As people struggle to find affordable health care, many are turning to discount health plans. And some buyers, who mistakenly think they’ve bought insurance coverage with full benefits, are discovering that the discounts are much more limited than they thought.
Several new laws, including one requiring more regulation and disclosure for such plans, took effect July 26.
“This bill forces the plans to disclose to consumers how the discount works and where it can be used,” state Insurance Commissioner Mike Kreidler said. Since 2003, he said, his office has received more than 400 calls from consumers with questions or complaints about such plans.
Until now, there were no disclosure or marketing standards, giving a consumer little or no recourse if a plan was sold using deceptive tactics. Now, the plans must be licensed by the Insurance Commissioner and must comply with financial, marketing and disclosure rules.
Five insurance-related laws in effect today include:
• Discount health plans (Senate Bill 5480): Requires licensing, an annual financial statement, and disclosure of how a plan will handle complaints. In addition, marketing materials must state that it’s a discount plan and not insurance. The companies must refund all charges if a customer cancels within 30 days.
• Organ donation (House Bill 1308): Protects consumers who need an organ transplant if they or their employer change insurance plans.
• Most insurance companies impose waiting periods before a new policyholder is covered for certain pre-existing conditions. So, under the old law, when an employer switched health insurance plans, workers – through no fault of their own — ran the risk of enduring another waiting period. Under the new law, if a person has less than a 90-day break in health coverage, the amount of time spent waiting for a transplant under the old health plan must carry over to the new health plan.
• Flood insurance and states of emergency (Senate Bill 5417 and House Bill 1566): These bills establish legal protections for consumers in the wake of future disasters. Insurers are now required to tell consumers that their property coverage does not include flood coverage, for example.

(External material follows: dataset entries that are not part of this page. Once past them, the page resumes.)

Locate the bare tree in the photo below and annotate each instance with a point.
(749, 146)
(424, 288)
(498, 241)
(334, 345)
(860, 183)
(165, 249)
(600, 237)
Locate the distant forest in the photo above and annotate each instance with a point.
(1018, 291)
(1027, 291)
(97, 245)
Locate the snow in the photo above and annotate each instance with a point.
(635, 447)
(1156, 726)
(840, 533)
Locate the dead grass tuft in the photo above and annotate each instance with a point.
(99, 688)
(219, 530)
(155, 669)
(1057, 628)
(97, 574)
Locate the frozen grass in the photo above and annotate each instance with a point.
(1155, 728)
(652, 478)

• Annuities (Senate Bill 5671): An annuity is typically a contract that provides a stream of income in exchange for one or more payments. In recent years, sales of annuities have risen, as have consumer complaints. Since 2005, the insurance commissioner’s office has received more than 350 complaints. Annuities can be complex, and many callers did not understand what they had bought.
The new law requires sellers of some types of annuities to ensure that the sale is appropriate for each buyer’s financial situation and goals. It also gives the commissioner authority to supervise compliance.